I’ve seen the first of the winter thrushes. A fieldfare feasting on red hawthorn berries is one of those seasonal sights that brings a rhythm to the year. They will stay until they have stripped the trees of their berries and then move on somewhere else. Along with redwings, fieldfares are winter migrants that breed in Scandinavia and Europe during the summer and they feed on hedgerow fruits and worms. Fieldfares are the size of a mistle thrush, redwings are a bit daintier, with a rusty colour under their wings that gives them their name.
A couple of weeks back my wife and I decided to take a walk along the Pingo Trail at Watton. The word ‘pingo’ was new to me when I moved into the area. So, what is a ‘pingo’? Again, that font of all knowledge, Wiki, gave the answer. Apparently a pingo is a rare type of pond and the largest density of them in the UK is here in the Brecks area of Norfolk. There are dozens of them. They were created at the end of the last ice age and have almost untouched since then. As the glaciers retreated they left large lumps of ice pressed into the ground, with soil over the top of them. As the environment warmed up the lumps of ice melted, forming a depression filled with water (a pingo pond). These pingo ponds are a peculiarity of the Brecks landscape. Even stranger in my mind is that Pingo is the Eskimo word for hill.
Aside from that, the walk is a pleasant, flat, trek along the bed of an old railway track. I guess the line ran from Watton to Thetford.
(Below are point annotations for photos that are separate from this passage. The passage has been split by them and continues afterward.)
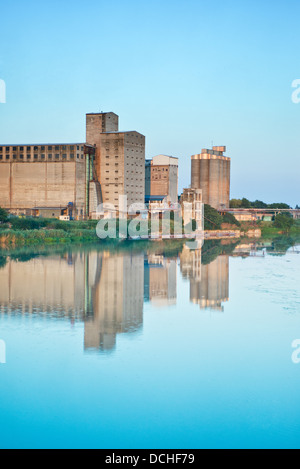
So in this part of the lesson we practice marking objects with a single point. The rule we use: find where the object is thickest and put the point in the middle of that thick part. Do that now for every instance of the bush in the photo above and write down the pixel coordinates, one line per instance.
(3, 215)
(230, 219)
(25, 224)
(284, 221)
(212, 219)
I was browsing on google looking for information on the history of Necton. I was interested to know if Mathew Hopkins (The Witchfinder General) had been active in or around Necton. I did not find anything relating to that possibility, but I came across a book published in 1883 about Bradenham and including Necton. It has a detailed genealogical history plus some archaeology and such like. What interested me concerned properties and how they were described as being alongside ‘such and such’ field or even a building. I’m not sure whether the Tithe Maps and Apportionments of the 1870’s would show these field names. One item did catch my eye and that was the name of a property called Chauntry. We have roads in Necton with ‘Chantry’ in the name. I’d assumed the Chantry part came from a religious establishment, but maybe it didn’t. Is it possible that the spelling Chantry is a modernised version of the original Chauntry?
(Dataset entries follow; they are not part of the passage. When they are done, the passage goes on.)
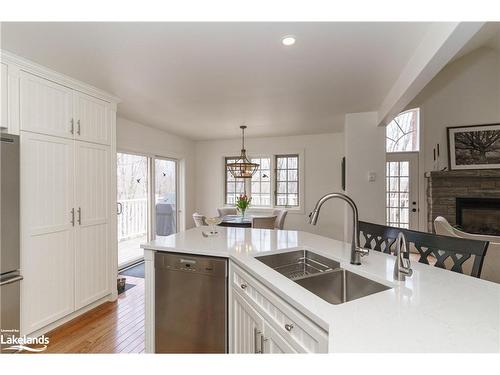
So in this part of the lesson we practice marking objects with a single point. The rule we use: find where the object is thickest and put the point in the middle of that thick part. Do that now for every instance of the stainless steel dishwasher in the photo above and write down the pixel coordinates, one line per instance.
(190, 304)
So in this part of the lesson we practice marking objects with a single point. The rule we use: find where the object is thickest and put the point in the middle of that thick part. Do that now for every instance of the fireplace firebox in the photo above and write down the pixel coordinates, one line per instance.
(478, 215)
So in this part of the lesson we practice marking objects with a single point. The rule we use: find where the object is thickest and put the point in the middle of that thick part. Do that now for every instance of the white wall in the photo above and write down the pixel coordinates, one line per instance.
(465, 92)
(365, 153)
(322, 154)
(134, 137)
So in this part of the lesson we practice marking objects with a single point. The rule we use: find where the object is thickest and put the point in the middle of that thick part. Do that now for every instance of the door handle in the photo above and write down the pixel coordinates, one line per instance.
(11, 280)
(256, 333)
As we head into Winter, I'm going to pull the curtains across the window for a couple of months. We're now in the low part of the year with short days and long nights. There's not a lot going on. Maybe next Spring, I'll resume my musings as days lengthen and new growth appears.
As usual, all thoughts, statements and mistakes are all my own. Unless I’ve quoted someone else. In which case they can take the blame.